La commissaire aux relations extérieures européenne, Benita Ferrero-Waldner, a indiqué, que ce « ne serait pas une manière appropriée de répondre au problème du respect des droits de l’homme ». A l’instar de ses partenaires européens, la France a effectivement rejeté cette éventualité. « Cela peut permettre de se donner bonne conscience mais à partir du moment où la communauté internationale a accordé à la Chine l’organisation des Jeux olympiques, autant aller jusqu’au bout », s’est justifiée la secrétaire d’Etat aux droits de l’homme, Rama Yade, sur Europe 1. « Un boycott ne permettra pas de régler le problème du Tibet ni la question des droits de l’homme en Chine », a-t-elle en outre estimé.

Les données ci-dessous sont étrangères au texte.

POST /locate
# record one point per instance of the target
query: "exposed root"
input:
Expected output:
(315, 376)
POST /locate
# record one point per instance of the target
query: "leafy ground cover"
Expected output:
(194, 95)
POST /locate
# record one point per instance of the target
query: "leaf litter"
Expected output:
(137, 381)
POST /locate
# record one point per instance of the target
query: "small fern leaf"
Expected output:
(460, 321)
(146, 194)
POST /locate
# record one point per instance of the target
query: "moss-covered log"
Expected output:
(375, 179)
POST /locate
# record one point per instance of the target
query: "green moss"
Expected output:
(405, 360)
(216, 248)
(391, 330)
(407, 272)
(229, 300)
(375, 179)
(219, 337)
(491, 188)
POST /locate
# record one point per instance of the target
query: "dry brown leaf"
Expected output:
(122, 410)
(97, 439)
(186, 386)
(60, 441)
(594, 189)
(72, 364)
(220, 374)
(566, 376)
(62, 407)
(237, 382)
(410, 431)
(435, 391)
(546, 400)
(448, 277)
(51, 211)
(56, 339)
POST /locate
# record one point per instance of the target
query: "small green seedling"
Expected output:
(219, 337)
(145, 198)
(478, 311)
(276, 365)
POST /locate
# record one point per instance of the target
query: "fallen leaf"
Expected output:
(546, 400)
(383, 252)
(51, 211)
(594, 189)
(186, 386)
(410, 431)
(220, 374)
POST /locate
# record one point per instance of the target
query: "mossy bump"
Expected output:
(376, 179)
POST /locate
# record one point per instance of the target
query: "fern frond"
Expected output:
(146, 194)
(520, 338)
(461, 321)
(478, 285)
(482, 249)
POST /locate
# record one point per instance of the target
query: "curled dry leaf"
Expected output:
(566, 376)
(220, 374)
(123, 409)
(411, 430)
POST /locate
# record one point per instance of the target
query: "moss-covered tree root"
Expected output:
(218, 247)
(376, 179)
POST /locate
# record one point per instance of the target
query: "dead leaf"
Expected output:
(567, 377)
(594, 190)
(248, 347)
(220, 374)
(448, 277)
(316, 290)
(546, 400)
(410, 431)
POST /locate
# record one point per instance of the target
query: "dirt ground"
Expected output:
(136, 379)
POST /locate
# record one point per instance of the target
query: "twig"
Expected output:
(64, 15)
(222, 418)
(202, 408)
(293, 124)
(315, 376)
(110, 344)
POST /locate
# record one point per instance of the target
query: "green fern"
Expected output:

« Pour les droits de l’homme, pour les gens au Tibet ou pour les Tibétains des autres provinces chinoises, un boycottage ne changerait absolument rien à leur situation », a assuré pour sa part Thomas Steg, porte-parole de la chancelière allemande, Angela Merkel. Les gouvernements japonais et australien ont également écarté définitivement cette possibilité.
Le milieu sportif refuse que « les athlètes soient punis »
Jacques Rogge est très clair. Le Comité international olympique (CIO) n’est pas une organisation militante et ne doit donc pas envisager une action politique qui pourrait pénaliser les athlètes. Sa position est partagée par l’ensemble des comités, à l’instar du Comité olympique européen, dont le président, Patrick Hickey, a estimé que « les boycotts n’ont jamais marché » et que « les seules personnes qui sont punies par les boycotts sont les athlètes ».
Le commissaire européen aux sports, Jan Figel, a indiqué qu’à l’issue d’une réunion des ministres des sports des Vingt-Sept, « personne autour de la table n’a soutenu l’idée que le boycott était la bonne réponse ». Plus direct, le secrétaire d’Etat français, Bernard Laporte, a jugé que « boycotter ne sert à rien ». « Si demain, on me dit que ne pas faire les Jeux olympiques, cela va ouvrir la Chine, redonner les droits humains, régler tous les problèmes, c’est de l’utopie, du rêve », a-t-il poursuivi, rappelant que « les Jeux de Moscou ont été boycottés, cela n’a pas fait tomber le mur de Berlin ». M. Laporte a par ailleurs annoncé qu’il était « hors de question » que les athlètes français portent « des signes symboliques » pendant le défilé d’ouverture.
Le souvenir du boycott des JO de Moscou en 1980 est également mis en avant comme exemple de l’inutilité d’une telle démarche. Plusieurs athlètes ayant refusé de participer au JO à l’époque ont déclaré publiquement que leur acte n’avait servi à rien. « Je suis une victime du boycott olympique de 1980 », a ainsi révélé Ulrike Nasse-Meyfarth, double championne olympique allemande de saut en hauteur, qui avait fait l’impasse avec la RFA après l’invasion soviétique de l’Afghanistan. « A l’époque, on a vu déjà que cela ne servait à rien. »
Signe de sa confiance, le CIO a même réaffirmé qu’il souhaitait toujours que la flamme olympique passe au Tibet, comme prévu, au mois de juin.